Não existe como parar o desenvolvimento da extrema direita em São Paulo e no Brasil, sem um projeto revolucionário que ataque a raiz do problema, enfrentando os bilionários capitalistas. Um projeto de conciliação com a burguesia, que se agarre às instituições dessa democracia falida pode derrotar eleitoralmente a extrema-direita, mas não só não a destrói como permite seu ressurgimento mais forte, como tem demonstrado a história recente da política nacional.
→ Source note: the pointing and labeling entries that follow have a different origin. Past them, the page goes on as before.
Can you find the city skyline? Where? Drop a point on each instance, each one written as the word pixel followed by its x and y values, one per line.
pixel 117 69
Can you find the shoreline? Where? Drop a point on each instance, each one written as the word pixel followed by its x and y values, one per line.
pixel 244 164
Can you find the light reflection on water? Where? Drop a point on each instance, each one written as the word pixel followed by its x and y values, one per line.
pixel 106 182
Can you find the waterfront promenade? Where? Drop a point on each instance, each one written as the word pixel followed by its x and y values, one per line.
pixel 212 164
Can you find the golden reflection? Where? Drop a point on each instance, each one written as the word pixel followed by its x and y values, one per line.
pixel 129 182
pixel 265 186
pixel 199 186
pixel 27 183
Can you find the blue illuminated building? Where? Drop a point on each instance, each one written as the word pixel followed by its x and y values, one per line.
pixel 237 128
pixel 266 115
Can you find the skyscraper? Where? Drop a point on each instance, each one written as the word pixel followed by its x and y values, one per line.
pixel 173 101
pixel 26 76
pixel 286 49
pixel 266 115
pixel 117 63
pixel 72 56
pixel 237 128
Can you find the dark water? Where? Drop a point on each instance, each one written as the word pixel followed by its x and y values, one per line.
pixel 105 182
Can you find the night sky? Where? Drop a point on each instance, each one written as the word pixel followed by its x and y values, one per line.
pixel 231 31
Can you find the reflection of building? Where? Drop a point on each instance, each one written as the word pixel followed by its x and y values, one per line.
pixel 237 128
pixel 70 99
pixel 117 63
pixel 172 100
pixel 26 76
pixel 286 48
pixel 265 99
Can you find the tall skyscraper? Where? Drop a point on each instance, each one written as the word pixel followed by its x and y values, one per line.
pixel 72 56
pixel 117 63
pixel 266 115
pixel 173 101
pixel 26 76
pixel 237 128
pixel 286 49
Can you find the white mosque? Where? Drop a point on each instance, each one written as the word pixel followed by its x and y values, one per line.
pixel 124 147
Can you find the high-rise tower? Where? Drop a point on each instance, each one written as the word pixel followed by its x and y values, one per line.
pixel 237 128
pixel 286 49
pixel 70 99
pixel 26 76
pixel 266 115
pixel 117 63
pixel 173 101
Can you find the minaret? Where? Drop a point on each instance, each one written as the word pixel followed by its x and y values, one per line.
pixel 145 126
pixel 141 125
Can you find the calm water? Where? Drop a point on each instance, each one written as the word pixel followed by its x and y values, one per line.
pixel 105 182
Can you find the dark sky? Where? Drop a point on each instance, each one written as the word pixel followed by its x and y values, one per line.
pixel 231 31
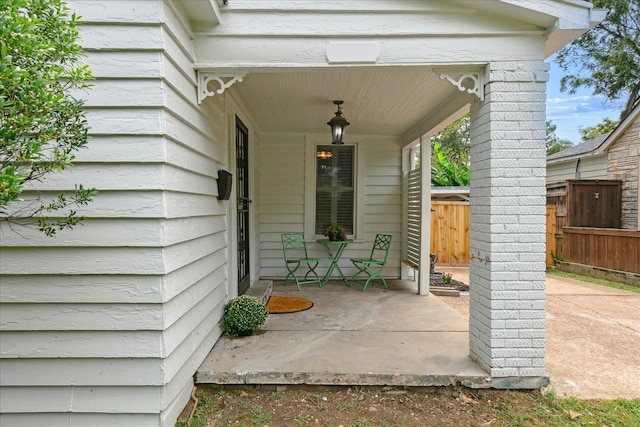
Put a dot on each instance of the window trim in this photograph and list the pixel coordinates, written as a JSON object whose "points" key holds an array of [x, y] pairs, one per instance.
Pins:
{"points": [[311, 144]]}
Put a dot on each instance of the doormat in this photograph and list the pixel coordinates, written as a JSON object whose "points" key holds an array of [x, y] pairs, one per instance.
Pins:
{"points": [[285, 304]]}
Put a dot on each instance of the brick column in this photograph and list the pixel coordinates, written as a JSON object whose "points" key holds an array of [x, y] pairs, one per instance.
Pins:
{"points": [[507, 251]]}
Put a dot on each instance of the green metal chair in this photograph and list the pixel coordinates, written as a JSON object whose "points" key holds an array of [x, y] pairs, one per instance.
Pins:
{"points": [[295, 257], [372, 267]]}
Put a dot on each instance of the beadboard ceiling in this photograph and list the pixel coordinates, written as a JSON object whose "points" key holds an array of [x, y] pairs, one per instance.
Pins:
{"points": [[377, 101]]}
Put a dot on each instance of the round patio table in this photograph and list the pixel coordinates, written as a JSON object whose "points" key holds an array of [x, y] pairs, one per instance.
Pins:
{"points": [[334, 249]]}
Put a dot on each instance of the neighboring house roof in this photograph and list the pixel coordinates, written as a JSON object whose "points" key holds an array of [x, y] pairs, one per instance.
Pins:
{"points": [[450, 193], [596, 146]]}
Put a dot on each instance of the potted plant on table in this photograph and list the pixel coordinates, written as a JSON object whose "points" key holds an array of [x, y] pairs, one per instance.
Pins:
{"points": [[243, 314], [335, 233]]}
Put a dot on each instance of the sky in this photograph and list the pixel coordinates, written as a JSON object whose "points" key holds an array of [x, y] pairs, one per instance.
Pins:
{"points": [[582, 109]]}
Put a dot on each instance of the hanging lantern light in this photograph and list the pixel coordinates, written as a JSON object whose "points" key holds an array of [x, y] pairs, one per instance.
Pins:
{"points": [[337, 123]]}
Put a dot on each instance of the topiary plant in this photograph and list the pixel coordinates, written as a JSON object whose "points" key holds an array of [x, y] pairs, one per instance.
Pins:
{"points": [[243, 314]]}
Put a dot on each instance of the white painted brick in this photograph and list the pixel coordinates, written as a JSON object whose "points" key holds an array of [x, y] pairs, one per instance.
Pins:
{"points": [[504, 333], [519, 362], [525, 305], [508, 183], [519, 324], [532, 333], [518, 343], [504, 372], [497, 342], [538, 363], [532, 372], [506, 352]]}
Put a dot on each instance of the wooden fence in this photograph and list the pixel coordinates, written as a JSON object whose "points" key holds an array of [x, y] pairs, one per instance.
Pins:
{"points": [[614, 249], [450, 232], [552, 235]]}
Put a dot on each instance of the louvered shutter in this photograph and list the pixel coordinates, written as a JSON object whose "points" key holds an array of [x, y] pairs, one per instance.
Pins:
{"points": [[335, 187]]}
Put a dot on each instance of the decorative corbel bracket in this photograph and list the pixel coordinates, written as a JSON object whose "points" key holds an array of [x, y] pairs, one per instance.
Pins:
{"points": [[225, 80], [461, 79]]}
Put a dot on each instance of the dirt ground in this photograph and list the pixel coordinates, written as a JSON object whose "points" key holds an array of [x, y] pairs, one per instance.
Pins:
{"points": [[358, 406]]}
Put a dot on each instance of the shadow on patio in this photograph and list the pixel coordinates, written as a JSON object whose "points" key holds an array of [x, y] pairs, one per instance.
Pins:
{"points": [[381, 337]]}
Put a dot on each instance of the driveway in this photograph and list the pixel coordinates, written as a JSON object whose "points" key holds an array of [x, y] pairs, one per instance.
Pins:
{"points": [[593, 337]]}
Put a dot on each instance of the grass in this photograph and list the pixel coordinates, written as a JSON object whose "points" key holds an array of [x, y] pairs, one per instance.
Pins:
{"points": [[550, 410], [593, 280], [495, 408]]}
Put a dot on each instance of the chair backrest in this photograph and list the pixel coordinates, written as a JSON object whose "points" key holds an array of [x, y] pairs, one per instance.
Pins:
{"points": [[381, 246], [294, 246]]}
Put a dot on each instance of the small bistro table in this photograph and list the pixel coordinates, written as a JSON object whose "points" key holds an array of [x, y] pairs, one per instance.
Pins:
{"points": [[334, 249]]}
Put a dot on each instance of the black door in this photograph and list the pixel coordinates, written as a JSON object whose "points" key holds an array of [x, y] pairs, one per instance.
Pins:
{"points": [[242, 189]]}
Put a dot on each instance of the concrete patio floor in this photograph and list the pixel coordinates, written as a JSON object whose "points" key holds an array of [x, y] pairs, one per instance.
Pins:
{"points": [[380, 337], [399, 338]]}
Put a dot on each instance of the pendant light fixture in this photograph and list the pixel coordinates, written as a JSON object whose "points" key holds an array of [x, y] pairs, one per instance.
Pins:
{"points": [[337, 123]]}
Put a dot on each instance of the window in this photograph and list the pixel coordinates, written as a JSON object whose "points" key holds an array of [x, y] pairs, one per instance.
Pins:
{"points": [[335, 189]]}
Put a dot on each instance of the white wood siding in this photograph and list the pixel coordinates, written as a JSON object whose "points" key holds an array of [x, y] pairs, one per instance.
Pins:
{"points": [[106, 324], [282, 190]]}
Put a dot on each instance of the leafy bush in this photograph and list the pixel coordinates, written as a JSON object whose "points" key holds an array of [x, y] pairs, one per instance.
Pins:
{"points": [[243, 313]]}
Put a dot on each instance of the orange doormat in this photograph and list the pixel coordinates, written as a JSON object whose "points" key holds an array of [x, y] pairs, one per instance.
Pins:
{"points": [[285, 304]]}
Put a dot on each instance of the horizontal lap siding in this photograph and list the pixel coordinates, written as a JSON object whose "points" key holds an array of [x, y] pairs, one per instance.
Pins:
{"points": [[281, 187], [195, 287], [124, 307]]}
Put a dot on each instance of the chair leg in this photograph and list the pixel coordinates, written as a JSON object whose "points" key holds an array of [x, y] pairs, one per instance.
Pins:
{"points": [[372, 275], [312, 271]]}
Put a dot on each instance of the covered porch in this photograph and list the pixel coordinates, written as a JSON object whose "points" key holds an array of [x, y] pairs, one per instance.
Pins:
{"points": [[380, 337]]}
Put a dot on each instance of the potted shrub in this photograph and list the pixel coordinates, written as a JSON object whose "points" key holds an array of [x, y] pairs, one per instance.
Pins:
{"points": [[243, 314]]}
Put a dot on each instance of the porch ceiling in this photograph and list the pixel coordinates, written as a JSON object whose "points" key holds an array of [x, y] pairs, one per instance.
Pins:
{"points": [[392, 101]]}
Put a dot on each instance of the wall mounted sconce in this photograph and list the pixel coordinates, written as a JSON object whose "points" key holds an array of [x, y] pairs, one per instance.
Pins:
{"points": [[337, 123], [224, 184]]}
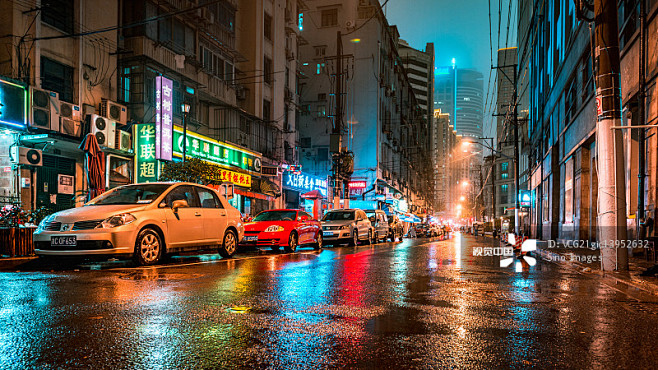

O PSTU se apresenta nessas eleições em São Paulo com a candidatura de Altino Prazeres e Silvana Garcia, dois lutadores que construíram sua história enfrentando a burguesia, a direita e os projetos de conciliação de classes. Altino chegou a ser demitido político pelo governo Tarcísio por enfrentar os seus projetos, Silvana é uma anistiada política por ter sido perseguida pelos militares durante a ditadura. Nossa candidatura visa fortalecer uma alternativa revolucionária e socialista para São Paulo e o país que enfrente os bilionários e seus diferentes projetos capitalistas para que o povo trabalhador tenha vez e voz.